ISLAMABAD – A hard-hitting diagnostic assessment by the International Monetary Fund (IMF) has concluded that “elite capture” – the systematic hijacking of state policy and resources by a narrow group of political, business and institutional players – is the primary reason Pakistan has failed to achieve inclusive economic growth despite repeated reform programmes and a young population.
The 186-page Pakistan: Governance and Corruption Diagnostic Assessment (GCDA), released this week after months of delay, warns that privileged entities are distorting markets, draining public resources and blocking opportunities for the broader population.
“Political and economic elites have shaped public policy for their own benefit,” the report states bluntly. It adds: “The most economically damaging manifestations involve ‘privileged entities’ that exert influence over key economic sectors, including those owned by or affiliated with the state.”

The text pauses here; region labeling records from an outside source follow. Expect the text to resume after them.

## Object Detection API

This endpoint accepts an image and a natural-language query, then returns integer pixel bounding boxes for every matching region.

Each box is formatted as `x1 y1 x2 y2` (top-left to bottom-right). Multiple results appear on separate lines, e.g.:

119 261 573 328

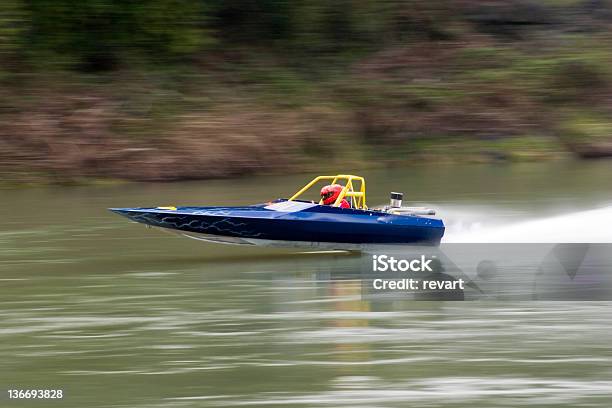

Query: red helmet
321 184 344 205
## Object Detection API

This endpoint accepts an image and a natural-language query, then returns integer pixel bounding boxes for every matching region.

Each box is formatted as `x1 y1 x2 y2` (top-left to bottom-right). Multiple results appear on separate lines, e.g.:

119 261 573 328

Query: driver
321 184 351 208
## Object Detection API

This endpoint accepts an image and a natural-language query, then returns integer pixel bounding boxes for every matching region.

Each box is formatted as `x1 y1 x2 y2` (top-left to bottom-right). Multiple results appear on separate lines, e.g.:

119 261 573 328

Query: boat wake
440 206 612 243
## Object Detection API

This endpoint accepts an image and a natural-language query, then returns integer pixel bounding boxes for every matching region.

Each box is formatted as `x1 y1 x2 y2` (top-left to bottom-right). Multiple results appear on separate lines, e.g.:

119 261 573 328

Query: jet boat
110 174 444 250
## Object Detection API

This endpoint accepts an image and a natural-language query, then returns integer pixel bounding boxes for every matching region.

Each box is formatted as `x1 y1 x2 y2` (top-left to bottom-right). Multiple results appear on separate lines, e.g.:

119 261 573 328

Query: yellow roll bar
289 174 368 210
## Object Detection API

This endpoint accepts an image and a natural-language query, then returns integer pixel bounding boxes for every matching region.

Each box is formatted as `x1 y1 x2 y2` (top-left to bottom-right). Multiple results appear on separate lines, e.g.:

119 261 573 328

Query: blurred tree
28 0 212 71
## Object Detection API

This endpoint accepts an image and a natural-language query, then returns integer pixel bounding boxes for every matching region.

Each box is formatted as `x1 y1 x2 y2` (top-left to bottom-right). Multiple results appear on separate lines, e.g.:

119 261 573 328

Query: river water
0 161 612 407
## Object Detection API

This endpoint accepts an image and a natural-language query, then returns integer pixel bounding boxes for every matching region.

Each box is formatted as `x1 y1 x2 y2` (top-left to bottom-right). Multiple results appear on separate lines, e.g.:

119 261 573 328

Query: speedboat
110 174 444 250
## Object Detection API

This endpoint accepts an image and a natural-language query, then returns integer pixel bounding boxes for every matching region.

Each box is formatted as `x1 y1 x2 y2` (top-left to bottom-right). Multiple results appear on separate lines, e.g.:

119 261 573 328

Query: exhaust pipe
389 191 404 208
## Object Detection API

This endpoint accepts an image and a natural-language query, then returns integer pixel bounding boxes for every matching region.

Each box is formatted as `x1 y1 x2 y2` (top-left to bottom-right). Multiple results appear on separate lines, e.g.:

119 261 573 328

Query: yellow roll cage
289 174 368 210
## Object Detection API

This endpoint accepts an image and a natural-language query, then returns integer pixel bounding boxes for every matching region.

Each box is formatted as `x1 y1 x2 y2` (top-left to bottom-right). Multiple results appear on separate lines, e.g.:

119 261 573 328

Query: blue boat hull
111 200 444 245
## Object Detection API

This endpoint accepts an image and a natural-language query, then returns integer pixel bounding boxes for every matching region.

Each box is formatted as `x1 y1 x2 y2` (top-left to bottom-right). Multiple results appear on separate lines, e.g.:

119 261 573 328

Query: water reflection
0 164 612 407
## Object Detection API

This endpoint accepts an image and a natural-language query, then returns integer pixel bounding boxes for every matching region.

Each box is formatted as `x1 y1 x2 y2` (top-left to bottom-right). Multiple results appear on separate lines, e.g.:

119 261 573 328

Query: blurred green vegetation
0 0 612 180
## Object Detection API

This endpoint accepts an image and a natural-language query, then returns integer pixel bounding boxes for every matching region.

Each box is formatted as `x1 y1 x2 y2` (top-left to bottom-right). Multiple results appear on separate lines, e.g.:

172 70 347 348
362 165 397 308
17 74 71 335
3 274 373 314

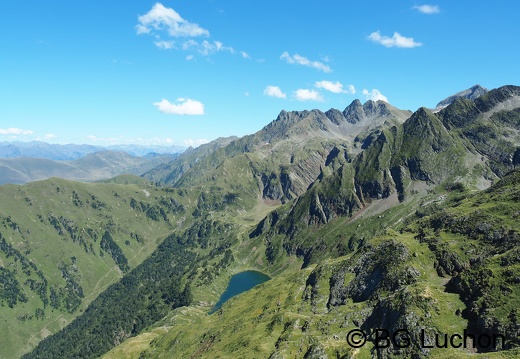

These privileged players – ranging from well-connected private firms to state-owned enterprises controlling assets worth nearly 48% of GDP – extract massive rents through cartels, preferential tax breaks, opaque regulations and guaranteed contracts. The cost to ordinary Pakistanis is severe: higher consumer prices, underfunded schools and hospitals, and a tax system that lets the powerful pay little while the middle and lower classes bear the burden.
Tax exemptions and concessions alone amount to roughly 4.6% of GDP every year, overwhelmingly benefiting the connected few. The IMF describes this as a direct barrier to inclusive growth: “Weak governance and corruption vulnerabilities… undermine revenue collection, public spending effectiveness, trust in the legal system, and private sector development.”
The result is a vicious low-growth cycle. Private investment and foreign direct investment remain depressed, capital flees the country, and the tax-to-GDP ratio languishes at around 10%. Industries such as sugar, cement, automobiles and real estate are dominated by cartels that inflate prices for millions of households.
Perhaps the most striking finding is the enormous opportunity cost. The IMF estimates that a comprehensive package of governance reforms to dismantle elite capture could lift Pakistan’s real GDP by 5–6.5% over the next five years – equivalent to hundreds of billions of rupees in additional national income that would otherwise be lost.
“Pakistan would obtain substantial economic benefits from improving governance, accountability and integrity,” the report concludes, warning that without breaking the grip of privileged entities, even the current $7 billion IMF programme risks delivering only temporary stabilisation rather than lasting, broad-based prosperity.
The assessment, requested by the Pakistani government itself and prepared with World Bank input, confines its focus to federal-level vulnerabilities with macroeconomic impact. It proposes a 15-point reform agenda centred on transparency, reducing discretionary powers, ending preferential treatment, and building genuinely independent oversight institutions.
For a country with one of the world’s youngest populations and immense untapped potential, the message is clear: until the state stops serving a narrow elite and starts working for all citizens, inclusive growth will remain out of reach.